Auf der geschickt inszenierten Flucht durch den Irrgarten seiner Worte narrt der Lyriker den Verfolger mit Rauchfahnen, huscht wie ein Schatten zwischen den Puzzlesteinen skurriler Bilderrätsel hin und her, lässt sich nicht festnageln, nicht erhaschen, erst recht nicht zur Verantwortung ziehen.
„Am Anfang vom Ende“:
Sodann wehen Vorhänge mit gekippten Kamelen und zügellosen Scheichs
Vertrieben aus der Sahara in meinen Innenhof in Berlin.
„Jugendporträt des Künstlers“:
Irgendwann werde ich, einen schwarzen Schal um den Hals
Die chinesische Vase auf dem Klavier betrachten.
Dort ist es jederzeit grün.
Hofft er, am Ende doch noch eingefangen zu werden, vielleicht von einem ebenbürtigen Geiste?
Das authentische, verknappte, aber gerade dadurch „explizite Sprechen vom Unermesslichen und Unergründlichen“, wie es sich in Gesellschaft und Leben auftut, „wie es droht und lockt“, schreibt Aescht, „macht Emil Hurezeanus Gedichte zum Erlebnis“.
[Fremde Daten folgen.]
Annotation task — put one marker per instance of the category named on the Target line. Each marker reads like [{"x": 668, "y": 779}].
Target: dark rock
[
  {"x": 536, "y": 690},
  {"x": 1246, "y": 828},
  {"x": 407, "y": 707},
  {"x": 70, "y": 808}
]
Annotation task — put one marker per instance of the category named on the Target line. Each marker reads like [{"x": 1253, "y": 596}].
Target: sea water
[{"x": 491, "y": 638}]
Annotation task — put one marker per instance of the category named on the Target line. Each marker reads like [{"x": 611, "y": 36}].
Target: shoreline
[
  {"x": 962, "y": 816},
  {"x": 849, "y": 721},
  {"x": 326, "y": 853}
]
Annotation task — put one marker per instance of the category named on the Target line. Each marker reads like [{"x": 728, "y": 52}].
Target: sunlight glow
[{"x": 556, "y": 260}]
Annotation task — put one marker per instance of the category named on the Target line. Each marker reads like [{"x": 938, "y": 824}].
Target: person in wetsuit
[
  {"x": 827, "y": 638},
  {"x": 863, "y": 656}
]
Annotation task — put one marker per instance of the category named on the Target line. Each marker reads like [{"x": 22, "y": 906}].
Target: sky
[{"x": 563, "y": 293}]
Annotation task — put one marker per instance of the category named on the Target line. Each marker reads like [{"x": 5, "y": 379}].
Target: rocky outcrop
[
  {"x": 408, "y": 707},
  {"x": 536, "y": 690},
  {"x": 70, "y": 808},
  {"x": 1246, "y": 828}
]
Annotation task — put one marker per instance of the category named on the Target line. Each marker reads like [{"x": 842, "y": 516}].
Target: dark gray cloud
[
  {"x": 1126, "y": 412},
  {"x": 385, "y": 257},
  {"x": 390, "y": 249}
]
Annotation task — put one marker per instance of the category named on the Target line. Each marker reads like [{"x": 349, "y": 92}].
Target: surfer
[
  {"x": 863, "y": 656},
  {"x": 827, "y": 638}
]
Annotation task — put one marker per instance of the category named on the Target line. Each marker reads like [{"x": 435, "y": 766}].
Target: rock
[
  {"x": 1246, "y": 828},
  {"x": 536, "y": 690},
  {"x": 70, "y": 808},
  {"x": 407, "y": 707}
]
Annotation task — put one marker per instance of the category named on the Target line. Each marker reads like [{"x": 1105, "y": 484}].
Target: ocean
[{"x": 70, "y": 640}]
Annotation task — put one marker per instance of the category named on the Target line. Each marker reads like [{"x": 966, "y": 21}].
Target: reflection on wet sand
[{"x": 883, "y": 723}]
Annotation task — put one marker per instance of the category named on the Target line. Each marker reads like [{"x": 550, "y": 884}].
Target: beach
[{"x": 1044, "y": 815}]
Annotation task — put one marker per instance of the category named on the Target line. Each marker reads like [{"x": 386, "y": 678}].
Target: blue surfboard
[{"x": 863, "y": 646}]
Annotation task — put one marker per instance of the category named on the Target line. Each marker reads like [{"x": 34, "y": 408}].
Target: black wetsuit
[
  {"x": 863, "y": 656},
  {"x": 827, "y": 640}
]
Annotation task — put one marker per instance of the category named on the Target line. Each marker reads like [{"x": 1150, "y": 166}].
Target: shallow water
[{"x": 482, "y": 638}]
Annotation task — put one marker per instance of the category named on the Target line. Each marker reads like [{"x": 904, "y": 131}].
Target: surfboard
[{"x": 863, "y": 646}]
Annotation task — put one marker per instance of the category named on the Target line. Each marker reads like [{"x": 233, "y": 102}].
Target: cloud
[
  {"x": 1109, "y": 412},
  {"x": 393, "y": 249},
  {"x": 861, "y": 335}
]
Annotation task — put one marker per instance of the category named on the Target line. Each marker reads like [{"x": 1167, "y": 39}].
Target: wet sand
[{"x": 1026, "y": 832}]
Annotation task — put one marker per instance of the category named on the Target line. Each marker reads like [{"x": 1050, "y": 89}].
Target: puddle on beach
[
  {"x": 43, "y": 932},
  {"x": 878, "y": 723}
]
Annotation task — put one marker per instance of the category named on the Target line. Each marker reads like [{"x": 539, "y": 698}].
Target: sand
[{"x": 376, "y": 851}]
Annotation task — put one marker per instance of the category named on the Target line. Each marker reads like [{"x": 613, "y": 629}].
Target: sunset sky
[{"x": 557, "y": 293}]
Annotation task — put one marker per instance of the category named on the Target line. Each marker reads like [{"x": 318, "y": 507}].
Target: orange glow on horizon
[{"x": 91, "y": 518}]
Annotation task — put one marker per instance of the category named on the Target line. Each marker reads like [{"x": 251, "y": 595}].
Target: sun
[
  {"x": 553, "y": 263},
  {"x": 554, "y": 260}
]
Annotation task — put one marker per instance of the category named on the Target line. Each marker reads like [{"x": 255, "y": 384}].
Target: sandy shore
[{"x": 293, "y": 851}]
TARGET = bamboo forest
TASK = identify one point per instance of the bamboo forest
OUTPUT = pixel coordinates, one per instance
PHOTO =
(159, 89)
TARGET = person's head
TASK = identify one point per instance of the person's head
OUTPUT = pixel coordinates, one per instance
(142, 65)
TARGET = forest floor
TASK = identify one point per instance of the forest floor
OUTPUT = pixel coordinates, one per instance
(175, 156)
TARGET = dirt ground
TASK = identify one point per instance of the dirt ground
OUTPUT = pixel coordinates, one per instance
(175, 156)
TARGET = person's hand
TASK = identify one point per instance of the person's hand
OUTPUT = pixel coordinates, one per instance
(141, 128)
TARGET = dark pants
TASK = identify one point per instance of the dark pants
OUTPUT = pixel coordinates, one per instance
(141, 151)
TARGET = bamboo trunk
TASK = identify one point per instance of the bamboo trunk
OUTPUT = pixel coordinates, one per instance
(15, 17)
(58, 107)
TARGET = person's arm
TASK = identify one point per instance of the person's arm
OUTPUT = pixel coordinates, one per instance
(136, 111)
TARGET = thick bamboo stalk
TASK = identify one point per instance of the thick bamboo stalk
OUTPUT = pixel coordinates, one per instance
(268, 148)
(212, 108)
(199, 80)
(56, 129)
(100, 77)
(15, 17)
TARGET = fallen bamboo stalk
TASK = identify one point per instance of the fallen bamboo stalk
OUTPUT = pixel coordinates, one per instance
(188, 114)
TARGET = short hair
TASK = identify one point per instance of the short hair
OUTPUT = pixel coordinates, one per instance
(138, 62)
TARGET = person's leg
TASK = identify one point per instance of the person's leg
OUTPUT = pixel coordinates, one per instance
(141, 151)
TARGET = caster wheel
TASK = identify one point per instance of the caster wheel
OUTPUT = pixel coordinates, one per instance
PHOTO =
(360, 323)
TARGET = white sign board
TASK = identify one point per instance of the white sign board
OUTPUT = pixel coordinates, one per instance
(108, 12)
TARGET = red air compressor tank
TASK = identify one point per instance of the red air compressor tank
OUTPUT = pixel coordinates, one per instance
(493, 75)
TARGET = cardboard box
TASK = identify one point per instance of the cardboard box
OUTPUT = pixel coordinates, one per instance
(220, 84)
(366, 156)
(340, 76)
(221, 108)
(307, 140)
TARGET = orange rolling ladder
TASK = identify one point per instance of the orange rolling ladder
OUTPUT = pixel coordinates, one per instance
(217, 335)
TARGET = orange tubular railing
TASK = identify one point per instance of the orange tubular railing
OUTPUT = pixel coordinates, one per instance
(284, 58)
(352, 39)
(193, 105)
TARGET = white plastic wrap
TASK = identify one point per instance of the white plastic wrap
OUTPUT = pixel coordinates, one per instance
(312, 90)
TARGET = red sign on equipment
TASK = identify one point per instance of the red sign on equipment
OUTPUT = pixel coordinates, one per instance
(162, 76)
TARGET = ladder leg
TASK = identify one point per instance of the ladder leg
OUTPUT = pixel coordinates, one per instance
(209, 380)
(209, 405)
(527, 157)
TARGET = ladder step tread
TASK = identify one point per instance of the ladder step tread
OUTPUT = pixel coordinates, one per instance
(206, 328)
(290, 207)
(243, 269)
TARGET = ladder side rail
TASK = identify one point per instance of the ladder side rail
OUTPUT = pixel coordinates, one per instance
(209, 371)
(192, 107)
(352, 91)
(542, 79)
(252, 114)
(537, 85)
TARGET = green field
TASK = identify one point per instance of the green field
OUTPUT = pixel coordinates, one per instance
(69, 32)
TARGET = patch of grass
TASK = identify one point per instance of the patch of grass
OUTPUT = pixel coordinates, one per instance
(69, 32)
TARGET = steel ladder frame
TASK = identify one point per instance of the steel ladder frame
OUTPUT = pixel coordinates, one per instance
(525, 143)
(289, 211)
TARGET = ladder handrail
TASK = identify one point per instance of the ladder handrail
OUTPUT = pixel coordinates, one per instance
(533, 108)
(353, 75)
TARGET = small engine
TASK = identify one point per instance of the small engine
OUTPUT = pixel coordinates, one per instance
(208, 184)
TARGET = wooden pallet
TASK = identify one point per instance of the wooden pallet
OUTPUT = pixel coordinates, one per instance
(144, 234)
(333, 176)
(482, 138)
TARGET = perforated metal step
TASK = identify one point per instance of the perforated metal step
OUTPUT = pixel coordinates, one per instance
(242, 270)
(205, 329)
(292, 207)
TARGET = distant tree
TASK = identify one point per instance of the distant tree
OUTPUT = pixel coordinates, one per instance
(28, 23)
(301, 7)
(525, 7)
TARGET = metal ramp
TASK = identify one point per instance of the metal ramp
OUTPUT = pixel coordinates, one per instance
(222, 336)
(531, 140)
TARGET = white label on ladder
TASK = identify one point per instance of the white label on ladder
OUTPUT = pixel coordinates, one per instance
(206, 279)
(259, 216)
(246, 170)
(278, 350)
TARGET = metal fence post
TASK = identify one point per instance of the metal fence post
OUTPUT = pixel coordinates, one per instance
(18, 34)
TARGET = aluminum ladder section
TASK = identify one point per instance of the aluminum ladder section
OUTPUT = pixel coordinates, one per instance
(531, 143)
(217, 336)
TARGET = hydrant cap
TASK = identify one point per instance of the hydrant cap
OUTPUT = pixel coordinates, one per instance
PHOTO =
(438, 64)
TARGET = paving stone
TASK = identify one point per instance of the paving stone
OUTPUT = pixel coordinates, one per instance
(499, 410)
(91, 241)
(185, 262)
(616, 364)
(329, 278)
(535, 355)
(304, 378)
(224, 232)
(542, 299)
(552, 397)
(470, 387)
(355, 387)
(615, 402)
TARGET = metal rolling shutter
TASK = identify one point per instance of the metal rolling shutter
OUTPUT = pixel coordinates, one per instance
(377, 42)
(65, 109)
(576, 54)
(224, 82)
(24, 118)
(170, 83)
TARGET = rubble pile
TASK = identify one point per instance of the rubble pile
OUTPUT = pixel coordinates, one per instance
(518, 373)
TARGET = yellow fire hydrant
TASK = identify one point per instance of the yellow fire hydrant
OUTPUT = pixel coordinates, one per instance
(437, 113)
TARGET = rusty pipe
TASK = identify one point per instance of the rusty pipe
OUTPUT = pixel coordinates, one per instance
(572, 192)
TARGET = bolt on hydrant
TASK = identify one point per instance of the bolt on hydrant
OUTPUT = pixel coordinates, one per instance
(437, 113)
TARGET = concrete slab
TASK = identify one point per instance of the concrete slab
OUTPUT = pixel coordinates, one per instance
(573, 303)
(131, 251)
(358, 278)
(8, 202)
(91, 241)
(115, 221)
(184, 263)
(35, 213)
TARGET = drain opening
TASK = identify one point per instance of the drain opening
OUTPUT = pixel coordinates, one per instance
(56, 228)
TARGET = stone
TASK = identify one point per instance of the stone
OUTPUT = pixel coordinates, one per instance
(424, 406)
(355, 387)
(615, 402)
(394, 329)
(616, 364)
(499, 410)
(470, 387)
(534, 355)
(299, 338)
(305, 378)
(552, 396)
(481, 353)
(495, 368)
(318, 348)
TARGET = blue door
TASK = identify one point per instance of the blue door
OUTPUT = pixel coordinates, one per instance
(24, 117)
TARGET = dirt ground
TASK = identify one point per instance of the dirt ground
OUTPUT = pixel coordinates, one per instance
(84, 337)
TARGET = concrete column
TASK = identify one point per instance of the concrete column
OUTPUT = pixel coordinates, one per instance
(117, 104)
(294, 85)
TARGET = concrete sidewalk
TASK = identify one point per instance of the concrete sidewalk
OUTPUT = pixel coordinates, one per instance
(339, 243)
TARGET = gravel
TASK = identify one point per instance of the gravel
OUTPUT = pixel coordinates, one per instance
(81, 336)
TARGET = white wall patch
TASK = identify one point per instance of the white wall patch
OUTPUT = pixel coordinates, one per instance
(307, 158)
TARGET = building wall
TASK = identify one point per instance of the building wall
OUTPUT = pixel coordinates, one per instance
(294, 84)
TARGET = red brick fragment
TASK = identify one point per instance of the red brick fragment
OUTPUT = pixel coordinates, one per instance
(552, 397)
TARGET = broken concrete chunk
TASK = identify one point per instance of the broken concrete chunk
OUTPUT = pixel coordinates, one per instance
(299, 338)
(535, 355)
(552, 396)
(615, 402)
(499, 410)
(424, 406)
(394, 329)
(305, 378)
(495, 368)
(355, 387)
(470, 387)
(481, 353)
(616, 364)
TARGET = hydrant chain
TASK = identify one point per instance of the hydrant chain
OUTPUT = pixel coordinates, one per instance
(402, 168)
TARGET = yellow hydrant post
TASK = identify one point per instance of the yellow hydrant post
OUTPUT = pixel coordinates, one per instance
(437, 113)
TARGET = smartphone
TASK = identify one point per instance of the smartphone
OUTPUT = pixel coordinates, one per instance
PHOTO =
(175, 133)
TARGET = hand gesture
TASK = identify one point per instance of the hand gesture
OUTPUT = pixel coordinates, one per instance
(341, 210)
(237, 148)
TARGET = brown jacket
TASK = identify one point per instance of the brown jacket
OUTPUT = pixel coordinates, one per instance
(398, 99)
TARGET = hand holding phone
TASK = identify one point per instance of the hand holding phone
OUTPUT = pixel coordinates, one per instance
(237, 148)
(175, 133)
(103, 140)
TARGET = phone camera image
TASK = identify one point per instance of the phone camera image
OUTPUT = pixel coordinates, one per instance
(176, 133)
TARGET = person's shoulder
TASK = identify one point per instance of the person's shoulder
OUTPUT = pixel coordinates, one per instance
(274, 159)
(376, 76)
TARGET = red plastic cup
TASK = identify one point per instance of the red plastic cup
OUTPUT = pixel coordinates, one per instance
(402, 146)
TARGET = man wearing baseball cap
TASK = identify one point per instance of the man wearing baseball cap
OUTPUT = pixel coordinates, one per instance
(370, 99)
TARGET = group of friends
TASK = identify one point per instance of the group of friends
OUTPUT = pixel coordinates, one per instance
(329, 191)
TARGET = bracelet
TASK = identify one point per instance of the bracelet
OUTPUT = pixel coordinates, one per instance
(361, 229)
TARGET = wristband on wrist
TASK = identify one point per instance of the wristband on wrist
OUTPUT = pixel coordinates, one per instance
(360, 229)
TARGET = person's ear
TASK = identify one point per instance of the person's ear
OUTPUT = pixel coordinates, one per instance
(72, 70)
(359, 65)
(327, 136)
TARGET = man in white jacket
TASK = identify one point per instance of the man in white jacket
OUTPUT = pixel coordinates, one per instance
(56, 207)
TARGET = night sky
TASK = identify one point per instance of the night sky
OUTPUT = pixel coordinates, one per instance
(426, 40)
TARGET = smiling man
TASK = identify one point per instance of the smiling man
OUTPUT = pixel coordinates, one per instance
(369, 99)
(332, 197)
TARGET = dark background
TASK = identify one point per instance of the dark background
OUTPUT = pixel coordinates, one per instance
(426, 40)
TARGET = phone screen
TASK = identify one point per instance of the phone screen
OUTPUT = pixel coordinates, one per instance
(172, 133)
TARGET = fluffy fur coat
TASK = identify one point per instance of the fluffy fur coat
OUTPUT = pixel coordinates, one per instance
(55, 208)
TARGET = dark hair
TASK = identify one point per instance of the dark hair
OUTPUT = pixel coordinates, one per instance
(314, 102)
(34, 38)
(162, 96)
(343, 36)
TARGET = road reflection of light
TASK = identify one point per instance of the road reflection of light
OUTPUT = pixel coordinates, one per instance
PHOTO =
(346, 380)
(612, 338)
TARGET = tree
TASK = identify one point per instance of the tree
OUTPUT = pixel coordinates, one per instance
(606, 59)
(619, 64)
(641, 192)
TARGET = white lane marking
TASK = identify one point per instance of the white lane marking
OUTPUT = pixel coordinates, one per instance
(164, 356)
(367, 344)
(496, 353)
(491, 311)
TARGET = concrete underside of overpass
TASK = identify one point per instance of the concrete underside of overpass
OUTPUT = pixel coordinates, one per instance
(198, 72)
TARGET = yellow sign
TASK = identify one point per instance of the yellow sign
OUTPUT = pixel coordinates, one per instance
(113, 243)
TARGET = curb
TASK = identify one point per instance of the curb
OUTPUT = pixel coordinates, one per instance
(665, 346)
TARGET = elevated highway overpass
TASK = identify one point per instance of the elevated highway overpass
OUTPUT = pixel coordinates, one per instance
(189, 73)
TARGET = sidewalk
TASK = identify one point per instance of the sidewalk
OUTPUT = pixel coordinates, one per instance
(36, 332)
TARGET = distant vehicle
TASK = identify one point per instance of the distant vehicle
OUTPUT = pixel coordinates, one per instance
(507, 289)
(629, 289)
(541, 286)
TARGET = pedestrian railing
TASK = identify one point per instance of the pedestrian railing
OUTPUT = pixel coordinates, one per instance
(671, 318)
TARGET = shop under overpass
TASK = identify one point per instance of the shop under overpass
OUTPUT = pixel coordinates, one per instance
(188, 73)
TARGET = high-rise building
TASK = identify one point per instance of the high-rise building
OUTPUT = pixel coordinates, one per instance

So mag man lesend verhindern, was Blaise Pascal, in „Das Vermächtnis des Rumänisten“zitiert, heraufbeschwor:
„Das ganze Unglück der Menschen rührt daher
Dass sie nicht in einer Stube stillzusitzen vermögen.“
Am Ende der Lektüre fühlt man sich genötigt, dem Helden des Gedichts zuzustimmen, das mit den Worten endet:
„Wir empören uns selten, aber denkwürdig,
obwohl die Deutschen und die Italiener sagen,
Maisbrei explodiere nicht.
Ich wundre mich nicht
Dass der ehrenwerte deutsche Rumänist
Zum Schluss nichts wollte als Ruhe
Etwas Kaffee und ein einsames Zimmer.